Expression of the OsTIR1 ^{(F74G) protein from the Rosa26 OsTIR1} (F74G) allele requires the removal of the loxP-neor-STOP-loxP sequence by site-specific recombination of the loxP sequence using Cre recombinase. By selecting and crossing transgenic (Tg) mice expressing Cre recombinase in a tissue- or cell-specific manner, OsTIR1(F74G) protein can be expressed in a tissue- or cell-specific manner (Fig. 2).
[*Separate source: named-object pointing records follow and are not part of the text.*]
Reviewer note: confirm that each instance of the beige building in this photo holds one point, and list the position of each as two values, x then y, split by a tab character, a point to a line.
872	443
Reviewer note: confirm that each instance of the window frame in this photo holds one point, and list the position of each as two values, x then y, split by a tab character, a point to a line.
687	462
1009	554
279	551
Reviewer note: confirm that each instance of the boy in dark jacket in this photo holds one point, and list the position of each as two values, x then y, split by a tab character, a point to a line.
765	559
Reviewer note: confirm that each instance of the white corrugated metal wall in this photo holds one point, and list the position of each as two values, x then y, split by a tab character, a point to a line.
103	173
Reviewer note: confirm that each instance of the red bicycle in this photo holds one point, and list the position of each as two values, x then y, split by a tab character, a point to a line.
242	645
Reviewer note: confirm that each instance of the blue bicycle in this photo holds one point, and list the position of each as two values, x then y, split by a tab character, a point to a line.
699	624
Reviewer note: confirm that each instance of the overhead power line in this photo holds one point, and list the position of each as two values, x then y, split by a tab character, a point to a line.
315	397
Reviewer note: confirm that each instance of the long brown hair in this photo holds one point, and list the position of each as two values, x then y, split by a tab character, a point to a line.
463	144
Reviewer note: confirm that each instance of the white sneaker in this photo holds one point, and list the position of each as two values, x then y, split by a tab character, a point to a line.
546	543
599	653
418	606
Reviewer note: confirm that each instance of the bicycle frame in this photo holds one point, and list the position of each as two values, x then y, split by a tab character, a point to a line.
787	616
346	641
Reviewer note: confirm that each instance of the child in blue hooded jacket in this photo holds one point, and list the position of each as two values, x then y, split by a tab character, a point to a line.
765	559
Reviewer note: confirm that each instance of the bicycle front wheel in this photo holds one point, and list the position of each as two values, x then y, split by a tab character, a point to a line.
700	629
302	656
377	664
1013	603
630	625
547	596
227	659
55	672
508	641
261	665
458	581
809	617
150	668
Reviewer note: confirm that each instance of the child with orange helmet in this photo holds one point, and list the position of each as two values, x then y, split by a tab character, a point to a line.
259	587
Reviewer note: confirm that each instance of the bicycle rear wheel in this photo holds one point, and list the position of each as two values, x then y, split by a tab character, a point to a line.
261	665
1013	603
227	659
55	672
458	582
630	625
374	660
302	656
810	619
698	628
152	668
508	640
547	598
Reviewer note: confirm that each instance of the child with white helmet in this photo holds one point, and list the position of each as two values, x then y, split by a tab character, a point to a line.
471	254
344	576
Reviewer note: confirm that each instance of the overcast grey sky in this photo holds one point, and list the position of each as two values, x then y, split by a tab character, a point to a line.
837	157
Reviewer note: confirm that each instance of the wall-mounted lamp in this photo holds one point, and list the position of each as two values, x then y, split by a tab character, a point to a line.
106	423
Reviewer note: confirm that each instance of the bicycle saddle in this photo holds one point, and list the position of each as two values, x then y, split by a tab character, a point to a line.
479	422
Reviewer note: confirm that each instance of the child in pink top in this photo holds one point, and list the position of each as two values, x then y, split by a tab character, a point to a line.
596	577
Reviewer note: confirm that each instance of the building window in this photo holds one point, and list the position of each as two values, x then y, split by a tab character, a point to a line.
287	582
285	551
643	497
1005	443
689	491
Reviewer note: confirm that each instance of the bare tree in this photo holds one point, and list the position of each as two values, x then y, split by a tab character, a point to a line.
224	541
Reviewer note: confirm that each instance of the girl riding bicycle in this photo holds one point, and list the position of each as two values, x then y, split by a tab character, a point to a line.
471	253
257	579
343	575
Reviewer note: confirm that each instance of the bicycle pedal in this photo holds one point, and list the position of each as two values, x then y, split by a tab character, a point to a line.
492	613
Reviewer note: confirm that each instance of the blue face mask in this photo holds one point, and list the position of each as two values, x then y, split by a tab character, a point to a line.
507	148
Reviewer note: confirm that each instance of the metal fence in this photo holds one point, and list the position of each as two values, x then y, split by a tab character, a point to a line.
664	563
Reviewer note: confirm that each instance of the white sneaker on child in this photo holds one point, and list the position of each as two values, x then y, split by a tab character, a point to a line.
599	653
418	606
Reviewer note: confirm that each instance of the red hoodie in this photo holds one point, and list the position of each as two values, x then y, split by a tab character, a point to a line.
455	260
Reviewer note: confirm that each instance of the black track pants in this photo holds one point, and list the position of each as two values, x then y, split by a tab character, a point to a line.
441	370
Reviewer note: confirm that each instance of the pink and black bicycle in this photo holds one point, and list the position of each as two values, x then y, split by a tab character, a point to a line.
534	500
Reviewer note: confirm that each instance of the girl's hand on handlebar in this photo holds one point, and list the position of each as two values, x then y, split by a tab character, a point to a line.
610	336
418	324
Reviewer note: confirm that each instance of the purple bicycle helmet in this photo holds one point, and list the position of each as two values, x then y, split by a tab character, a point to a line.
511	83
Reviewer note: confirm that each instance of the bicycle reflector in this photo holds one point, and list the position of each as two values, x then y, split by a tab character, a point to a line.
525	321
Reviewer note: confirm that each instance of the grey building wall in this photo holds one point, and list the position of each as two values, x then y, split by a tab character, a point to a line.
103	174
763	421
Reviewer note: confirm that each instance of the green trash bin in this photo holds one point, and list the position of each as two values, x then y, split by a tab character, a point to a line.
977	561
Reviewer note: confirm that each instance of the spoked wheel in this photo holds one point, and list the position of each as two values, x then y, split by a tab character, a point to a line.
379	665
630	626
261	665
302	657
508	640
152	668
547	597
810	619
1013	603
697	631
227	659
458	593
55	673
Example 2: Time series analysis of protein degradation in vivo in mice
(the purpose)
Mice expressing a target protein fused with a mini AID degron sequence (mAID) are generated, and these mice are crossed with the Rosa26 ^OsTIR1(F74G) mice generated in Example 1 and Tg mice expressing Cre recombinase. An auxin analog is administered to the mice obtained by crossing to induce degradation of the target protein, and the time course of protein degradation in vivo is analyzed.

(Methods and Results)
By using genome editing to introduce the base sequence encoding the Venus fluorescent protein and the mini AID degron sequence (mAID) into the Satb1 gene, we generated Satb1 ^Venus-mAID mice that express a fusion protein in which the Venus fluorescent protein and the mini AID degron sequence (mAID) are fused to the N-terminus of the Satb1 nuclear protein (Fig. 3A).

Next, the Rosa26 ^OsTIR1(F74G) mice prepared in Example 1, Satb1 ^Venus-mAID mice, and Cd4Cre Tg mice (4-8 week-old male or female; provided by Dr. Chris Wilson, University of Washington) that express Cre recombinase specifically in T cells were crossed to generate Rosa26 ^OsTIR1/+ :Satb1 ^Venus-mAID/+ :Cd4Cre mice (Figure 3A).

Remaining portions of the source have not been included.